I've heard so much about this season of The Leftovers. If I want to watch it, can I go ahead and skip the first season and watch the second? —Patrick

This has been a common question in the last few weeks, and as someone who really did not care for the first season of the show but loved the second season to borderline-maniac levels, I wish I could tell you to just jump in. And if you did, I'm sure you'd still find beauty in the show and its stories, but you wouldn't find as much depth. It's worth it to watch the first ten episodes to enrich the entire experience.

Also, many smart people really liked season one! Maybe you'll be one of them!

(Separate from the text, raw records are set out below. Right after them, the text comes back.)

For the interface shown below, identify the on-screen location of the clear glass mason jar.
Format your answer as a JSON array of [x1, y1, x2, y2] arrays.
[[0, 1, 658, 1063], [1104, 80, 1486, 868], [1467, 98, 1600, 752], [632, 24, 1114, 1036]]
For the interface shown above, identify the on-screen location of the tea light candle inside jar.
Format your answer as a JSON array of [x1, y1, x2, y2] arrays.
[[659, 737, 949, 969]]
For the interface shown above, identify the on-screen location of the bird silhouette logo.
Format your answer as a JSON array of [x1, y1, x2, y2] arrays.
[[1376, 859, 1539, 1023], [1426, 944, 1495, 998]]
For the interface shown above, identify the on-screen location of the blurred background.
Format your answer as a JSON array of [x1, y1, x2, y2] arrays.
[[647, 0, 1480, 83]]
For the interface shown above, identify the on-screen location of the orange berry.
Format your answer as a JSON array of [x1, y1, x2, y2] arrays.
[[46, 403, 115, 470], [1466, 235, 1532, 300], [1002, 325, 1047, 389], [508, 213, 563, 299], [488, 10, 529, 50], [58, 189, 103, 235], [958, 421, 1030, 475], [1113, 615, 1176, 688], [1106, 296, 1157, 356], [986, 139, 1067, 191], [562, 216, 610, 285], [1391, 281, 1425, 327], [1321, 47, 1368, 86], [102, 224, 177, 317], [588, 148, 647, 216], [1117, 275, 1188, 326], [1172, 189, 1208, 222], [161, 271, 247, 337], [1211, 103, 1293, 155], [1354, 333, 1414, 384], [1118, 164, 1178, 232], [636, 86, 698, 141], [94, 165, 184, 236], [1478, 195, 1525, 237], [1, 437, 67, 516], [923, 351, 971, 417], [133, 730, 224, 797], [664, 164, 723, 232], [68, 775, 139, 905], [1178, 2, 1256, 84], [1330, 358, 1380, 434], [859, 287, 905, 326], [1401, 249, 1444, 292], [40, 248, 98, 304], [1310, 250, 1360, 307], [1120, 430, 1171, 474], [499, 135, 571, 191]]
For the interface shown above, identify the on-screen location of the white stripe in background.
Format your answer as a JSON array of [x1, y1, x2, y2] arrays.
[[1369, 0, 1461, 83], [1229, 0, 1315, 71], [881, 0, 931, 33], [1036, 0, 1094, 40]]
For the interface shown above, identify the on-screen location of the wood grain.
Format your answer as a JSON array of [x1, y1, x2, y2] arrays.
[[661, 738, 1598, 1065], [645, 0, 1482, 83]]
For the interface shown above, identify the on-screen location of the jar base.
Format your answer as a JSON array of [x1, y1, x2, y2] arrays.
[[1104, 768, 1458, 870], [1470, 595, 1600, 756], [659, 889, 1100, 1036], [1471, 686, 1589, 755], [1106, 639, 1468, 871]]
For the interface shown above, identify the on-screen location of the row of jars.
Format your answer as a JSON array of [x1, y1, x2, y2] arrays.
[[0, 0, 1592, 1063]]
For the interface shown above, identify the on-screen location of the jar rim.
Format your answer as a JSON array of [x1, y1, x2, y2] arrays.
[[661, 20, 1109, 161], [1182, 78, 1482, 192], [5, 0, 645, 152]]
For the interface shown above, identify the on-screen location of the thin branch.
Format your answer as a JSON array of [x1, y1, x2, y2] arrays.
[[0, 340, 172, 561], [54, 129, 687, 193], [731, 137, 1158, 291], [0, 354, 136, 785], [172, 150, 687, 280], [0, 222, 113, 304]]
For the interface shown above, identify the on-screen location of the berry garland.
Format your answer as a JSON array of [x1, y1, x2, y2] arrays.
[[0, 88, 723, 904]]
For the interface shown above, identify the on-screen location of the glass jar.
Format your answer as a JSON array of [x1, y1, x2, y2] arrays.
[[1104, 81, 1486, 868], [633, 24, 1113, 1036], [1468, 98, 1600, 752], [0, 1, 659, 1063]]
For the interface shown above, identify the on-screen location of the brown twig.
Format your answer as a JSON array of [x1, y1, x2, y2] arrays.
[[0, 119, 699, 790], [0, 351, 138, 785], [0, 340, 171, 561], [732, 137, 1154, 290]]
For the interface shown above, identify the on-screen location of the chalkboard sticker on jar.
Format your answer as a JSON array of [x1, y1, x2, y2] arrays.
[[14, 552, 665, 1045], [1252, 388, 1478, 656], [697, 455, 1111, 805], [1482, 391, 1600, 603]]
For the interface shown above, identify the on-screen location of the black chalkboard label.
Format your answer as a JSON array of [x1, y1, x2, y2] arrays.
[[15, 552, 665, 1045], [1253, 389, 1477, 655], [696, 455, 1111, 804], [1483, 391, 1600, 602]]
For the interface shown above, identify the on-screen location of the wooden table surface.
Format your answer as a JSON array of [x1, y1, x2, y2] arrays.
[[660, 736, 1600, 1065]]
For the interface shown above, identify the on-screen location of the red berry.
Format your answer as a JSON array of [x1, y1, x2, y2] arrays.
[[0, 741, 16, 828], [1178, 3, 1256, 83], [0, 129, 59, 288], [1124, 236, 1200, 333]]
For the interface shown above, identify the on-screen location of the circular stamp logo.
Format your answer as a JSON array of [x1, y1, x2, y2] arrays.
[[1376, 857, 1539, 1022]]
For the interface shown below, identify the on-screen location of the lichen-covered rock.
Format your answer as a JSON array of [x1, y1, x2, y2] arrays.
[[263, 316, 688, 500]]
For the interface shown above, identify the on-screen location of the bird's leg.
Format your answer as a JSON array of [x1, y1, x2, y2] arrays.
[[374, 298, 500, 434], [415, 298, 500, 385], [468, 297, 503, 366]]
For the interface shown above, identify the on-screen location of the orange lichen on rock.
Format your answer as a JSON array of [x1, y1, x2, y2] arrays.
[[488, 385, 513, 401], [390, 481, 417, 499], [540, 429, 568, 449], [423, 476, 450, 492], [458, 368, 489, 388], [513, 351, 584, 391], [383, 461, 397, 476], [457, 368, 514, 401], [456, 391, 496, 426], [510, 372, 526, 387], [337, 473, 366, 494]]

Is it okay for me not to like 30 Rock? I'm about halfway into season two right now, and I just don't find it funny like I'd hoped I would. I'm a fan of Tina Fey (Kimmy Schmidt, Mean Girls) and an equally big fan of the generally-accepted-as-good NBC sitcoms (especially Parks and Rec and Community), but I really just am not enjoying 30 Rock, even though I am desperate to. Am I missing something? Or is it okay for me to just not like it? —Charlie

Charlie! You're missing lots of things, but it's still okay for you not to like it. Life is hard enough; no need to watch shows you don't enjoy. 30 Rock certainly settles into itself as it goes on, but season one is pretty representative of the show, and if you're not into the "Good God, Lemon!"s by now, you never will be. That's unusual, but there are people who don't like pizza or don't get it with the Beatles or have no interest in Tetris. Some people, when presented with the options oatmeal raisin and chocolate chip, pick oatmeal raisin. The day we stop finding mystery in the world is the day we cease to live. Go forth and mystify us all, Charlie.